N.B. : un participant n’a pas coché la dernière ligne de la question 5

3.3.2) Les propositions d’améliorations

Les propositions d’amélioration de la prochaine formation faites par les participants portent essentiellement sur :

  • La poursuite de la formation car le thème cadre bien avec les problèmes réels que rencontrent les producteurs en matière de restauration des sols dégradés.
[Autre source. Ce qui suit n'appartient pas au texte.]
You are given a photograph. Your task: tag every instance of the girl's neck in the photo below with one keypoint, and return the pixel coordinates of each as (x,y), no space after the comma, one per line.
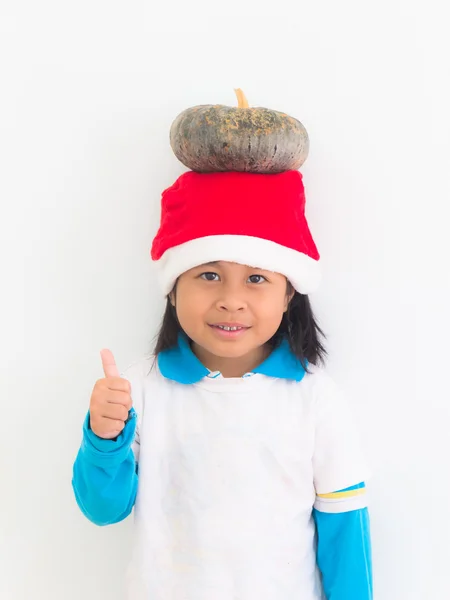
(231,367)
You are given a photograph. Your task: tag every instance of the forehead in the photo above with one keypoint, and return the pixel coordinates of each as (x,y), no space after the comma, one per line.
(224,264)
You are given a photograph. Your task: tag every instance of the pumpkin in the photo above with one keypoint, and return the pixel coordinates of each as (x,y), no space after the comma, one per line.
(210,138)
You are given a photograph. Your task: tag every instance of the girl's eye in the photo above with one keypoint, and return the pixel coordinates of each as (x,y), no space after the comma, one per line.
(257,278)
(209,276)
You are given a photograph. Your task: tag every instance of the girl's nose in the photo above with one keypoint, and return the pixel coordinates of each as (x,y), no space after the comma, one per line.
(231,302)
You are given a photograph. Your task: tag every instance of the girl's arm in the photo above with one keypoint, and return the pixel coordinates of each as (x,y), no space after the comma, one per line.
(344,553)
(342,520)
(105,474)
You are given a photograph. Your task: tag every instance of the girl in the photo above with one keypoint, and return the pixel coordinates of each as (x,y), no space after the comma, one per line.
(239,453)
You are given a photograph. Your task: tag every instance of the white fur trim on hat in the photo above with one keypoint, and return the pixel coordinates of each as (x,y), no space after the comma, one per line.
(301,270)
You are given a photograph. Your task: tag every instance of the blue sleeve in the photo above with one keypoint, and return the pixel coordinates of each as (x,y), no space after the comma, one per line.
(105,475)
(344,554)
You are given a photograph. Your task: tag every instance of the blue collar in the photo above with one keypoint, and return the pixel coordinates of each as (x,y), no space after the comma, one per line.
(180,363)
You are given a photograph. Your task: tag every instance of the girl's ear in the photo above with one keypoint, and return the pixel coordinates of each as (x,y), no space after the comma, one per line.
(290,293)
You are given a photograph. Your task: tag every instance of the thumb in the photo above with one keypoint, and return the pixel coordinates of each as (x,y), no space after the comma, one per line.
(109,364)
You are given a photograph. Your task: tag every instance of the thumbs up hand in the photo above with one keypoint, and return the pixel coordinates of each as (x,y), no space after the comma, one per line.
(110,400)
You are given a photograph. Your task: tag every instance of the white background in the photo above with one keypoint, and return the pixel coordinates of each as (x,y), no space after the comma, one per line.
(89,90)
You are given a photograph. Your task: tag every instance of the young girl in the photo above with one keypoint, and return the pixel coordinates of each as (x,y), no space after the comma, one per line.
(239,453)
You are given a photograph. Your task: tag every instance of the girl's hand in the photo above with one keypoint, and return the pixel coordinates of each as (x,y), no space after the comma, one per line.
(110,400)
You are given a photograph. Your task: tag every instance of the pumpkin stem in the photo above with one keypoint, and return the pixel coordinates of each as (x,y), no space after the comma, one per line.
(242,100)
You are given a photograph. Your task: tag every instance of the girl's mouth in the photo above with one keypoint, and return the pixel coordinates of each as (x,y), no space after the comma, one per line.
(229,331)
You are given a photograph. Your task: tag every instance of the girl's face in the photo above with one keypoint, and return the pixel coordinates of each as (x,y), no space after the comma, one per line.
(214,297)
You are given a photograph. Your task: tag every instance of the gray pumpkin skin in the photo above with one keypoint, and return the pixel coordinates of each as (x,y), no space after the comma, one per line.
(210,138)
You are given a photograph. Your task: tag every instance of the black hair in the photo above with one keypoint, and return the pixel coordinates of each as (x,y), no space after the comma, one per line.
(299,326)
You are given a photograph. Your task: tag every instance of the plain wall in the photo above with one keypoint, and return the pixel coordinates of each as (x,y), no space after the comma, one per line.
(90,89)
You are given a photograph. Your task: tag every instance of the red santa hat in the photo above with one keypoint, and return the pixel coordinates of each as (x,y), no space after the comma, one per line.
(249,218)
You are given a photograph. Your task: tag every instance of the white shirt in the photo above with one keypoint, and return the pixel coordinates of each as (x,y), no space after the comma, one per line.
(229,472)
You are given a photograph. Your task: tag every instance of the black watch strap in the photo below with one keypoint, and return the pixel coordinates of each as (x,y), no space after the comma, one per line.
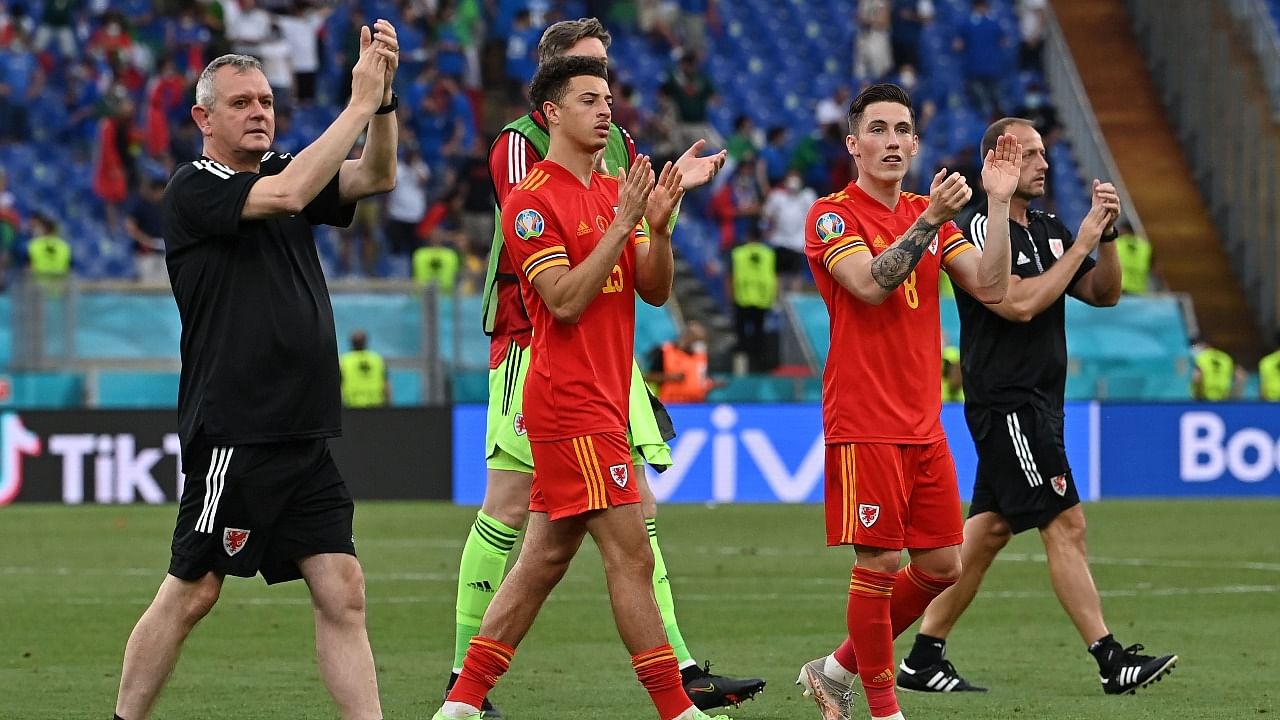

Il souhaite vivement que le même formateur revienne pour d’autres formations et qu’il y ait également le recyclage des producteurs par rapport au thème de la présente formation ;
  • Les participants venant des cantons éloignés souhaitent que le projet prenne en charge les frais de leur déplacement ;
  • La mauvaise organisation de la formation a été signalée par certains participants : insuffisance de matériels et de pailles pour la fabrication du compost, la salle de formation n’est pas apprêtée à temps, 

Conclusion

Au regard de la problématique de la dégradation des sols dans les dix cantons du Mandoul que couvre le projet, nous sommes tous (producteurs, agents de développement) convaincus que la présente formation est venue à point nommé. Les appréciations des producteurs sur les différents thèmes de la formation le prouvent clairement. Les objectifs ainsi que les résultats attendus de la formation semblent être pleinement atteints. Les producteurs ont grand intérêt à reproduire et vulgariser les différentes techniques apprises en vue de restaurer les sols dégradés.